Dreh- und Angelpunkt der Inauguration ist neben dem Schwur des Präsidenten seine Ansprache, in der er sich an das Volk wendet. Nur wenige dieser Ansprachen allerdings seien denkwürdig, befindet Kranz. "Wenn man sich die Ansprachen anhört, die während der Inaugurationen gehalten werden, stellt man fest, dass sie größtenteils schlechte Beispiele für englische Prosa sind. Es gibt allerdings auch ein paar denkwürdige Zeilen, etwa die Ansprache von Franklin Roosevelt 1933. Er sagte: "Wir haben nichts zu fürchten als die Furcht selbst". Damit will er die Amerikaner überzeugen, dass auch nach den dunkelsten Zeiten der Depression wieder bessere Tage kommen werden."
Todbringende Rede
In die gleiche Kategorie gehört auch die Antrittsrede von John F. Kennedy, mit den berühmten Zeilen: "Frage nicht, was dein Land für dich tun kann, sondern frage, was du für dein Land tun kannst." Gelegentlich allerdings übertreiben es die angehenden Präsidenten bei ihrer Antrittsrede – am tragischsten ist wohl der Fall von William Henry Harrison, der 1841 vereidigt wurde.
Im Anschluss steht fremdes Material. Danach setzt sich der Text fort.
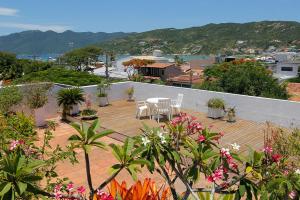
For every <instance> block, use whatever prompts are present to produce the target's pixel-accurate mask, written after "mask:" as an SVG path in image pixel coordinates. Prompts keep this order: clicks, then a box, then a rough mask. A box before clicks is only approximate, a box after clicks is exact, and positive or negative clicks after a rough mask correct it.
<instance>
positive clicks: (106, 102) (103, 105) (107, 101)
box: [99, 97, 108, 107]
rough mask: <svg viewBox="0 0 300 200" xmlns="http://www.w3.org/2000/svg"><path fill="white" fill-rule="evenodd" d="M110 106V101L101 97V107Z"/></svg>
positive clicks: (100, 102)
mask: <svg viewBox="0 0 300 200" xmlns="http://www.w3.org/2000/svg"><path fill="white" fill-rule="evenodd" d="M107 105H108V99H107V97H99V106H101V107H103V106H107Z"/></svg>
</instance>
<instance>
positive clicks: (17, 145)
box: [9, 140, 24, 151]
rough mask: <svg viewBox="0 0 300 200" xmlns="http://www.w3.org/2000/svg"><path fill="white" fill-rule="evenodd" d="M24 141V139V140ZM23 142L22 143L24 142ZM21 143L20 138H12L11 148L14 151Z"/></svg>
mask: <svg viewBox="0 0 300 200" xmlns="http://www.w3.org/2000/svg"><path fill="white" fill-rule="evenodd" d="M23 142H24V141H23ZM23 142H22V143H23ZM19 145H20V141H19V140H12V141H11V142H10V145H9V150H10V151H12V150H14V149H15V148H17V147H18V146H19Z"/></svg>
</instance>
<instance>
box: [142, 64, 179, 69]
mask: <svg viewBox="0 0 300 200" xmlns="http://www.w3.org/2000/svg"><path fill="white" fill-rule="evenodd" d="M171 66H174V63H153V64H150V65H146V66H142V67H148V68H158V69H165V68H167V67H171Z"/></svg>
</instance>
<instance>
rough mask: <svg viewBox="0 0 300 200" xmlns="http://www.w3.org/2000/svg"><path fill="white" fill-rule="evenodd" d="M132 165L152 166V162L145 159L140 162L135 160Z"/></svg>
mask: <svg viewBox="0 0 300 200" xmlns="http://www.w3.org/2000/svg"><path fill="white" fill-rule="evenodd" d="M130 164H136V165H147V166H148V165H150V162H149V161H148V160H144V159H138V160H134V161H131V162H130Z"/></svg>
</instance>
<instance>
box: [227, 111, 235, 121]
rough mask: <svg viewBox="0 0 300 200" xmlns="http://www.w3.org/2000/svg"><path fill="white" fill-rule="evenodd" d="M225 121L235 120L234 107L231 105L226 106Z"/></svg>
mask: <svg viewBox="0 0 300 200" xmlns="http://www.w3.org/2000/svg"><path fill="white" fill-rule="evenodd" d="M227 117H228V119H227V121H228V122H235V121H236V119H235V107H231V108H228V110H227Z"/></svg>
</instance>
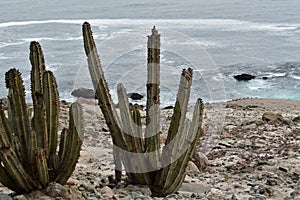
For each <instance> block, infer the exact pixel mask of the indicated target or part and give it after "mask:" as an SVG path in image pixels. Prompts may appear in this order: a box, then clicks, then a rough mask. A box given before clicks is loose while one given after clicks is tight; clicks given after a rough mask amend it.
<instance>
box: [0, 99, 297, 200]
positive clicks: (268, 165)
mask: <svg viewBox="0 0 300 200" xmlns="http://www.w3.org/2000/svg"><path fill="white" fill-rule="evenodd" d="M78 101H79V102H80V103H81V105H82V106H83V110H84V119H85V122H84V123H85V133H84V144H83V148H82V151H81V157H80V159H79V162H78V164H77V167H76V170H75V172H74V173H73V175H72V177H71V178H70V179H69V181H68V184H67V185H66V186H65V187H63V186H59V185H57V184H56V185H55V184H54V186H53V185H52V186H51V185H50V186H51V187H50V186H49V187H50V189H48V190H45V191H37V192H33V193H32V194H28V195H21V196H15V197H13V199H36V198H37V197H38V198H39V199H74V198H76V199H89V200H96V199H298V198H299V199H300V181H299V180H300V177H299V176H300V148H299V147H300V102H299V101H288V100H277V99H258V98H253V99H238V100H233V101H229V102H225V103H212V104H206V105H205V115H204V116H205V118H204V124H203V128H204V129H205V130H206V132H207V133H208V135H207V136H206V138H204V139H200V141H199V148H198V150H197V153H198V155H199V156H200V157H201V158H200V162H202V163H199V159H198V163H197V162H196V160H194V161H195V163H193V162H190V163H189V166H188V169H187V176H186V179H185V181H184V183H183V185H182V187H181V188H180V190H179V191H178V193H177V194H172V195H169V196H168V197H166V198H152V197H151V191H150V189H149V188H148V187H146V186H134V185H127V184H126V183H125V182H122V183H121V184H119V185H115V184H114V183H113V181H112V177H111V176H112V175H113V174H114V165H113V159H112V141H111V137H110V135H109V132H108V128H107V127H106V124H105V121H104V118H103V116H102V114H101V111H100V110H99V108H98V106H97V102H96V100H94V99H83V98H79V99H78ZM69 105H70V104H69V103H67V102H63V103H62V104H61V113H60V123H61V124H62V125H65V124H66V122H67V120H68V112H67V111H68V107H69ZM172 111H173V110H172V109H164V110H162V111H161V113H162V114H161V116H162V117H161V126H162V133H164V130H166V128H167V126H168V124H169V122H170V118H171V115H172ZM191 113H192V109H190V111H189V113H188V116H191ZM142 116H143V117H145V116H144V115H143V112H142ZM165 137H166V135H165V134H162V137H161V142H163V141H164V139H165ZM200 151H201V152H200ZM206 159H207V160H206ZM206 161H207V162H206ZM196 164H197V165H196ZM46 191H48V192H46ZM7 194H10V195H7ZM0 199H12V191H9V190H8V189H6V188H5V187H0Z"/></svg>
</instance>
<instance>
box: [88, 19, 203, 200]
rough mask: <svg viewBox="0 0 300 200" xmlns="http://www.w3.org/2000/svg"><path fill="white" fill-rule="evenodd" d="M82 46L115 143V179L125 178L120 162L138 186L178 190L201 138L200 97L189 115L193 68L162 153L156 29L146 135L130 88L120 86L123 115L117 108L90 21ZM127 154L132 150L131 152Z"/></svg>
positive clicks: (181, 77) (101, 103) (134, 183)
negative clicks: (135, 108)
mask: <svg viewBox="0 0 300 200" xmlns="http://www.w3.org/2000/svg"><path fill="white" fill-rule="evenodd" d="M83 39H84V47H85V52H86V55H87V61H88V66H89V71H90V75H91V77H92V81H93V85H94V88H95V91H96V96H97V97H98V100H99V105H100V108H101V110H102V113H103V115H104V118H105V120H106V123H107V126H108V127H109V130H110V133H111V136H112V140H113V144H114V162H115V169H116V181H120V180H121V171H120V170H121V169H122V165H123V166H124V167H125V170H126V173H127V176H128V178H129V180H130V181H131V182H132V183H134V184H146V185H149V186H150V188H151V190H152V195H153V196H166V195H168V194H171V193H174V192H176V191H177V190H178V188H179V187H180V186H181V184H182V182H183V180H184V178H185V169H186V167H187V164H188V162H189V160H190V159H191V157H192V156H193V154H194V151H195V147H196V141H197V140H198V138H199V137H200V136H203V135H204V133H203V131H202V128H201V126H202V117H203V103H202V100H201V99H198V101H197V103H196V105H195V109H194V114H193V120H192V122H190V121H189V120H188V119H186V112H187V106H188V100H189V94H190V89H191V84H192V75H193V71H192V69H190V68H189V69H187V70H186V69H185V70H183V72H182V74H181V80H180V85H179V90H178V94H177V99H176V103H175V107H174V113H173V116H172V121H171V125H170V128H169V131H168V137H167V140H166V142H165V145H164V146H163V148H162V151H160V143H159V141H160V127H159V124H160V108H159V104H160V97H159V83H160V81H159V78H160V75H159V73H160V35H159V34H158V32H157V30H156V29H155V27H154V28H153V29H152V35H151V36H148V81H147V105H146V130H145V133H142V128H141V117H140V113H139V110H137V109H134V110H133V111H130V109H129V103H128V97H127V96H126V90H125V88H124V87H123V85H122V84H119V85H118V89H117V90H118V99H119V107H120V117H121V119H120V118H119V116H118V115H117V112H116V110H115V108H114V104H113V102H112V99H111V95H110V93H109V89H108V86H107V83H106V80H105V77H104V73H103V70H102V66H101V63H100V59H99V56H98V53H97V49H96V45H95V42H94V39H93V36H92V31H91V27H90V24H89V23H87V22H85V23H84V24H83ZM128 152H129V153H128Z"/></svg>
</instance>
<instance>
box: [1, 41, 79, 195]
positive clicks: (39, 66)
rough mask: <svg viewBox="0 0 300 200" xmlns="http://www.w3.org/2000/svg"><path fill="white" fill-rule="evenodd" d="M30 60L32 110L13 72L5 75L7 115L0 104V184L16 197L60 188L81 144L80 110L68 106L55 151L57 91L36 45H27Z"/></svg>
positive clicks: (73, 103)
mask: <svg viewBox="0 0 300 200" xmlns="http://www.w3.org/2000/svg"><path fill="white" fill-rule="evenodd" d="M30 61H31V64H32V70H31V94H32V100H33V111H31V110H30V109H28V108H27V105H26V102H25V89H24V84H23V80H22V77H21V73H20V72H19V71H18V70H16V69H10V70H9V71H8V72H7V73H6V74H5V82H6V87H7V88H8V100H9V105H8V111H7V115H6V113H5V111H4V109H3V107H2V105H1V104H0V161H1V163H2V165H0V182H1V183H2V184H3V185H5V186H7V187H8V188H10V189H11V190H14V191H15V192H17V193H26V192H30V191H32V190H34V189H41V188H43V187H46V186H47V185H48V183H49V182H53V181H55V182H58V183H61V184H65V183H66V182H67V180H68V178H69V177H70V176H71V174H72V172H73V171H74V169H75V165H76V163H77V160H78V158H79V152H80V149H81V145H82V138H81V136H82V135H81V134H82V133H83V132H82V127H81V126H82V114H81V112H82V110H81V107H80V105H79V104H78V103H73V104H72V105H71V108H70V123H69V128H68V129H66V128H65V129H63V131H62V133H61V138H60V145H59V151H57V139H58V114H59V95H58V89H57V84H56V80H55V77H54V75H53V73H52V72H51V71H46V69H45V62H44V57H43V52H42V49H41V46H40V45H39V43H37V42H31V44H30ZM32 114H33V116H32Z"/></svg>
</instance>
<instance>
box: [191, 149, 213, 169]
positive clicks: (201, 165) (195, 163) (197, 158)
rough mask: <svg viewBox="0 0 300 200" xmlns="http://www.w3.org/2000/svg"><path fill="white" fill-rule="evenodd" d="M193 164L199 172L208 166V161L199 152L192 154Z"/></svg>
mask: <svg viewBox="0 0 300 200" xmlns="http://www.w3.org/2000/svg"><path fill="white" fill-rule="evenodd" d="M193 162H194V163H195V164H196V166H197V167H198V169H199V170H203V169H205V168H207V166H208V165H209V161H208V158H207V157H206V155H204V154H203V153H200V152H197V153H195V154H194V156H193Z"/></svg>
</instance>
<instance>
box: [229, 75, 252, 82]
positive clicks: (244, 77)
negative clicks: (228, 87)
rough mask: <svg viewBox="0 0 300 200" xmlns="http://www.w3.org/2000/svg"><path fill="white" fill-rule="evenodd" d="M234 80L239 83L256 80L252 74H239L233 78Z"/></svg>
mask: <svg viewBox="0 0 300 200" xmlns="http://www.w3.org/2000/svg"><path fill="white" fill-rule="evenodd" d="M233 78H235V79H236V80H238V81H249V80H252V79H254V78H255V76H253V75H250V74H239V75H235V76H233Z"/></svg>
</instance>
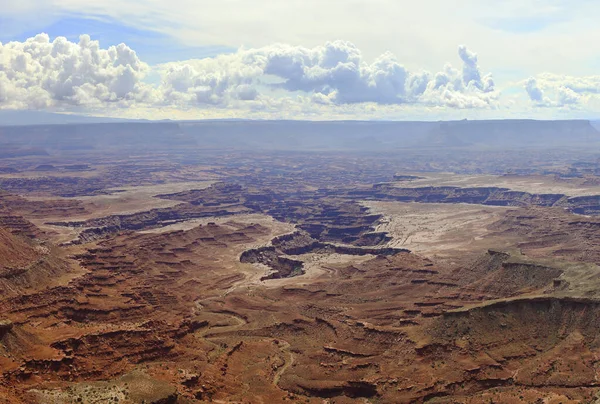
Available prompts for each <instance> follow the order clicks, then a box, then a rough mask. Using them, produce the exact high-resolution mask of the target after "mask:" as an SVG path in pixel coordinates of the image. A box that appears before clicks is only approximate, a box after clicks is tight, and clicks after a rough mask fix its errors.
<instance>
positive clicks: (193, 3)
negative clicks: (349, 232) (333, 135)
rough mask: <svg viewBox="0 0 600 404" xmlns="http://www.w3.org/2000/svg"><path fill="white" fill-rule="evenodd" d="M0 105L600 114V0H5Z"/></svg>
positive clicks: (250, 116) (105, 115)
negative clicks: (416, 0) (91, 0)
mask: <svg viewBox="0 0 600 404" xmlns="http://www.w3.org/2000/svg"><path fill="white" fill-rule="evenodd" d="M0 10H2V11H1V13H0V109H2V110H32V111H45V112H62V113H76V114H87V115H95V116H110V117H119V118H146V119H208V118H210V119H214V118H251V119H319V120H326V119H386V120H387V119H391V120H439V119H490V118H535V119H567V118H586V119H598V118H600V24H598V16H600V2H599V1H597V0H570V1H567V0H454V1H451V2H450V1H446V0H419V1H416V0H415V1H408V0H345V1H342V0H285V1H283V0H282V1H274V0H219V1H214V0H211V1H207V0H168V1H167V0H103V1H97V2H90V1H89V0H19V1H14V0H0Z"/></svg>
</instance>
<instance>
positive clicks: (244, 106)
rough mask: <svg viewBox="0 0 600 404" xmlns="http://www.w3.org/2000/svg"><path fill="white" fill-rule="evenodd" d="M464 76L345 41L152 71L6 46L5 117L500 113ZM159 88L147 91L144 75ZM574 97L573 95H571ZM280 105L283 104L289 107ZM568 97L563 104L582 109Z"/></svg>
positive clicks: (130, 50) (128, 56)
mask: <svg viewBox="0 0 600 404" xmlns="http://www.w3.org/2000/svg"><path fill="white" fill-rule="evenodd" d="M458 56H459V58H460V60H461V62H462V65H461V66H459V68H455V67H453V66H452V65H450V64H446V65H445V66H444V68H443V69H441V71H439V72H434V73H432V72H429V71H426V70H418V71H410V70H409V69H407V68H406V67H405V66H404V65H403V64H402V63H401V62H400V61H399V60H398V59H397V58H396V57H395V55H393V54H392V53H390V52H386V53H383V54H382V55H380V56H379V57H376V58H375V59H374V60H373V61H369V60H367V59H366V58H365V57H364V55H363V53H362V52H361V50H360V49H358V48H357V47H356V46H355V45H354V44H353V43H351V42H347V41H333V42H327V43H325V44H324V45H321V46H316V47H313V48H306V47H302V46H291V45H285V44H275V45H270V46H265V47H260V48H253V49H244V48H241V49H239V50H238V51H237V52H234V53H231V54H223V55H219V56H216V57H212V58H205V59H198V60H188V61H181V62H171V63H166V64H162V65H159V66H155V67H152V68H151V67H149V66H148V65H147V64H146V63H144V62H143V61H142V60H140V58H139V57H138V55H137V54H136V52H135V51H134V50H133V49H131V48H129V47H128V46H127V45H125V44H120V45H118V46H110V47H108V48H106V49H103V48H101V46H100V43H99V42H97V41H93V40H92V39H91V38H90V37H89V36H88V35H82V36H81V37H80V39H79V42H77V43H76V42H71V41H69V40H67V39H66V38H64V37H58V38H56V39H54V40H52V41H51V40H50V38H49V36H48V35H46V34H39V35H37V36H35V37H33V38H29V39H27V40H25V41H23V42H9V43H6V44H1V43H0V108H2V107H4V108H28V109H43V108H50V107H58V108H62V109H68V108H73V107H77V108H90V109H95V110H98V109H102V108H119V107H131V106H144V107H160V108H172V107H175V108H183V109H189V108H221V109H223V108H244V107H245V108H247V109H249V110H250V109H251V110H260V109H261V108H265V109H271V108H273V106H274V105H282V108H287V107H283V105H286V103H288V104H289V102H293V100H296V102H297V103H299V105H301V107H302V109H303V110H305V109H306V108H308V106H309V105H311V104H312V105H313V106H314V107H315V110H319V109H320V108H322V107H323V106H326V105H329V106H334V107H342V106H347V105H357V104H372V105H379V106H385V105H390V106H394V105H396V106H401V105H422V106H425V107H449V108H459V109H462V108H493V107H495V103H496V100H497V98H498V96H499V92H498V91H496V89H495V86H494V81H493V79H492V76H491V74H489V73H488V74H484V73H483V72H482V70H481V68H480V66H479V62H478V58H477V55H476V54H475V53H474V52H472V51H470V50H469V49H468V48H467V47H466V46H460V47H459V48H458ZM150 72H152V73H153V76H158V77H160V83H158V84H150V83H148V82H146V81H145V78H146V77H147V75H148V74H149V73H150ZM565 88H566V89H567V90H570V91H575V90H573V89H571V88H570V87H565ZM277 99H285V103H283V102H278V101H277ZM576 99H577V97H576V96H575V95H573V94H571V93H570V92H566V91H565V92H564V94H562V100H563V102H565V103H573V102H576Z"/></svg>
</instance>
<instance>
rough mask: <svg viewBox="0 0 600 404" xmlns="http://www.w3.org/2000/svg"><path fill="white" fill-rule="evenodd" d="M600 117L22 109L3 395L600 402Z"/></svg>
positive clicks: (12, 228) (3, 366) (425, 400)
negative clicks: (347, 134) (445, 121)
mask: <svg viewBox="0 0 600 404" xmlns="http://www.w3.org/2000/svg"><path fill="white" fill-rule="evenodd" d="M286 128H287V129H288V132H287V133H288V136H287V138H286V137H285V136H283V135H282V134H281V133H283V132H281V131H283V130H284V129H286ZM253 131H255V132H260V135H257V137H248V139H245V140H244V139H243V137H244V135H248V134H252V133H254V132H253ZM345 131H347V132H348V138H346V140H347V142H346V146H344V147H341V146H339V144H338V143H339V142H342V140H340V136H344V133H345ZM520 131H524V132H527V133H530V134H531V137H530V138H528V139H529V140H527V142H526V143H528V144H529V143H531V144H534V143H535V142H534V140H536V141H537V140H538V139H539V138H540V137H541V138H543V139H546V140H548V142H547V145H548V147H546V148H541V147H540V148H536V147H532V148H531V149H529V148H518V147H516V146H515V144H516V143H515V142H518V141H519V135H518V134H519V133H520ZM280 132H281V133H280ZM307 132H310V133H311V135H310V136H309V135H307V136H308V137H307V139H308V140H307V142H306V143H302V147H298V148H295V146H294V145H296V144H298V142H299V141H300V140H298V139H301V136H303V135H305V134H306V133H307ZM323 133H327V134H328V135H327V136H325V137H322V136H321V137H320V134H323ZM485 133H487V134H488V136H489V139H488V140H485V139H484V140H481V139H482V137H481V134H485ZM565 133H570V134H574V136H575V138H574V139H578V140H577V142H575V141H574V143H573V144H572V145H571V147H563V146H562V145H559V146H560V147H557V148H553V147H554V145H555V143H556V142H559V141H560V142H563V141H564V138H565ZM223 134H225V135H226V136H225V137H223ZM283 134H284V133H283ZM334 135H335V136H334ZM145 136H147V138H146V137H145ZM277 136H283V137H281V138H277V140H276V141H273V143H271V144H270V146H269V147H264V148H262V149H261V148H260V147H259V144H260V143H261V142H262V143H263V144H268V143H269V139H271V140H272V139H274V138H276V137H277ZM370 137H374V138H376V140H377V141H376V142H375V143H374V144H375V145H374V146H372V147H369V148H366V149H365V150H362V151H361V150H359V149H360V148H361V147H362V146H361V145H363V144H364V142H365V141H366V140H365V139H369V138H370ZM596 137H599V134H598V133H597V132H596V131H595V129H594V128H593V127H592V126H591V125H590V124H589V122H587V121H572V122H570V121H565V122H559V123H552V122H538V123H536V122H535V121H518V122H512V121H508V122H505V123H503V122H502V121H491V122H490V121H482V122H474V123H469V122H452V123H402V124H395V123H387V124H386V123H369V124H366V123H352V122H345V123H315V124H314V125H311V123H309V122H302V123H290V124H289V125H287V126H286V124H285V122H276V123H273V122H254V123H248V122H213V123H198V122H196V123H195V122H182V123H156V124H150V123H111V124H77V125H64V126H61V125H45V126H44V125H42V126H35V127H27V126H25V127H18V126H13V127H8V126H5V127H2V128H1V129H0V141H1V142H0V143H2V144H8V143H11V145H12V146H11V147H10V148H6V149H3V153H4V154H3V153H0V403H7V404H8V403H11V404H12V403H16V404H20V403H23V404H25V403H27V404H29V403H65V404H67V403H78V402H81V403H105V402H119V403H156V404H166V403H203V402H216V403H279V402H306V403H324V402H326V403H332V404H333V403H404V402H406V403H409V402H411V403H412V402H417V403H419V402H428V403H456V402H459V403H490V402H495V403H557V404H558V403H582V402H587V403H594V402H597V400H600V384H599V383H598V381H597V379H598V376H599V372H600V367H599V363H600V362H599V361H598V355H599V354H600V338H599V334H598V331H597V330H598V326H599V325H600V277H599V276H598V275H599V274H600V267H599V266H598V265H599V263H600V241H599V240H600V180H599V177H598V175H600V165H599V164H600V163H598V162H599V161H600V159H599V157H600V155H599V153H597V152H596V151H595V150H594V149H593V148H590V147H586V148H584V149H582V148H578V147H579V146H580V145H581V144H584V143H585V142H586V141H587V140H589V139H590V138H591V139H592V140H593V141H596ZM457 138H458V139H459V140H460V141H458V140H456V139H457ZM599 138H600V137H599ZM286 139H287V140H286ZM290 139H291V140H290ZM357 139H358V140H357ZM402 139H413V140H414V142H413V143H412V144H411V145H410V147H409V146H406V147H405V146H402V145H401V143H402V142H403V140H402ZM452 139H455V140H456V141H452ZM238 140H239V141H238ZM242 140H243V141H242ZM550 140H553V141H556V142H554V143H553V142H550ZM392 141H393V142H395V143H393V145H392V146H390V143H389V142H392ZM229 142H233V143H232V144H231V145H228V143H229ZM332 142H333V143H332ZM336 142H337V143H336ZM386 142H387V143H386ZM424 142H425V143H427V144H426V145H424ZM482 142H483V143H486V142H487V143H489V144H492V145H495V147H494V148H492V149H489V150H483V149H482V148H481V147H482V146H481V144H482ZM578 142H579V143H578ZM325 143H328V145H329V146H327V147H325ZM342 143H343V142H342ZM140 144H142V145H143V147H137V146H139V145H140ZM386 144H387V145H388V146H382V145H386ZM32 145H34V146H32ZM515 147H516V148H515Z"/></svg>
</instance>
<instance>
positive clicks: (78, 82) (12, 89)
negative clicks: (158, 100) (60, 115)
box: [0, 34, 152, 108]
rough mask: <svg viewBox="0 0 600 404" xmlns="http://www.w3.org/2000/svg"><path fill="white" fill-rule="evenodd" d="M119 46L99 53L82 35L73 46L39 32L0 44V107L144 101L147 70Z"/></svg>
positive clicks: (143, 63)
mask: <svg viewBox="0 0 600 404" xmlns="http://www.w3.org/2000/svg"><path fill="white" fill-rule="evenodd" d="M148 69H149V68H148V66H147V65H146V64H145V63H143V62H142V61H141V60H140V59H139V58H138V57H137V55H136V53H135V52H134V51H133V50H132V49H131V48H129V47H127V46H126V45H124V44H121V45H118V46H111V47H110V48H108V49H101V48H100V45H99V43H98V42H97V41H92V40H91V39H90V37H89V36H88V35H82V36H81V37H80V40H79V42H78V43H74V42H70V41H68V40H67V39H66V38H64V37H58V38H56V39H54V40H53V41H50V38H49V37H48V35H46V34H39V35H36V36H35V37H33V38H29V39H27V40H26V41H24V42H8V43H6V44H1V43H0V104H4V105H9V106H10V107H14V108H45V107H50V106H54V105H73V106H93V105H99V104H105V103H115V102H125V101H128V102H135V101H142V100H146V99H149V97H150V96H151V93H152V89H151V88H149V87H148V86H147V85H146V84H144V83H143V82H142V79H143V78H144V76H145V74H146V73H147V71H148Z"/></svg>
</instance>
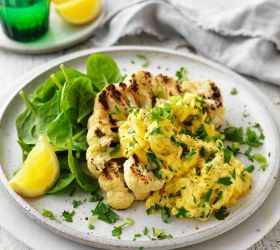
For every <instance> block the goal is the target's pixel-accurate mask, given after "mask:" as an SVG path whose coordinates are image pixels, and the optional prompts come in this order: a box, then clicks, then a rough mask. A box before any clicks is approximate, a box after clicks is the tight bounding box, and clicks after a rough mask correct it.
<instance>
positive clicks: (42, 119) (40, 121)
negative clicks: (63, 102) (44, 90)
mask: <svg viewBox="0 0 280 250" xmlns="http://www.w3.org/2000/svg"><path fill="white" fill-rule="evenodd" d="M60 96H61V91H56V92H55V94H54V96H53V97H52V99H50V100H49V101H47V102H45V103H44V104H42V105H41V106H40V107H39V108H38V112H37V115H36V129H37V133H38V134H39V135H44V136H47V130H48V126H49V125H50V124H51V123H52V121H54V120H55V119H56V117H57V116H58V114H59V113H60V108H59V104H60Z"/></svg>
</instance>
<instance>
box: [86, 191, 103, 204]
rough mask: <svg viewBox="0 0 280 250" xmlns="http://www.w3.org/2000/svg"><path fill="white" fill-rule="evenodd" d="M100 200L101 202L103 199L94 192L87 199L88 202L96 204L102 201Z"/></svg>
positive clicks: (101, 197)
mask: <svg viewBox="0 0 280 250" xmlns="http://www.w3.org/2000/svg"><path fill="white" fill-rule="evenodd" d="M102 200H103V197H102V196H101V195H100V194H99V193H96V192H92V193H91V197H90V198H89V201H90V202H96V201H102Z"/></svg>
Er hielt die bisher längste Antrittsrede, fast zwei Stunden lang, an einem bitterkalten Tag, "Harrison wollte seine gute körperliche Verfassung demonstrieren – obwohl er der älteste bis dahin gewählte Präsident war", erzählt Kranz. "Er sprach ohne Mantel, ohne Hut und ohne Muff und erkältete sich natürlich." Die Erkrankung wurde schlimmer und führte zu einer Lungenentzündung, an der Harrison einen Monat später starb - die kürzeste Präsidentschaft in der amerikanischen Geschichte."
Angesichts dieser verhängnisvollen Geschichte wird der Amtseid bei zu großer Kälte inzwischen nach drinnen verlegt und die Parade fällt dann aus. So etwa bei der zweiten Vereidigung von Ronald Reagan 1985 - dem bislang kältesten Inaugurationstag mit gefühlten minus 20 Grad.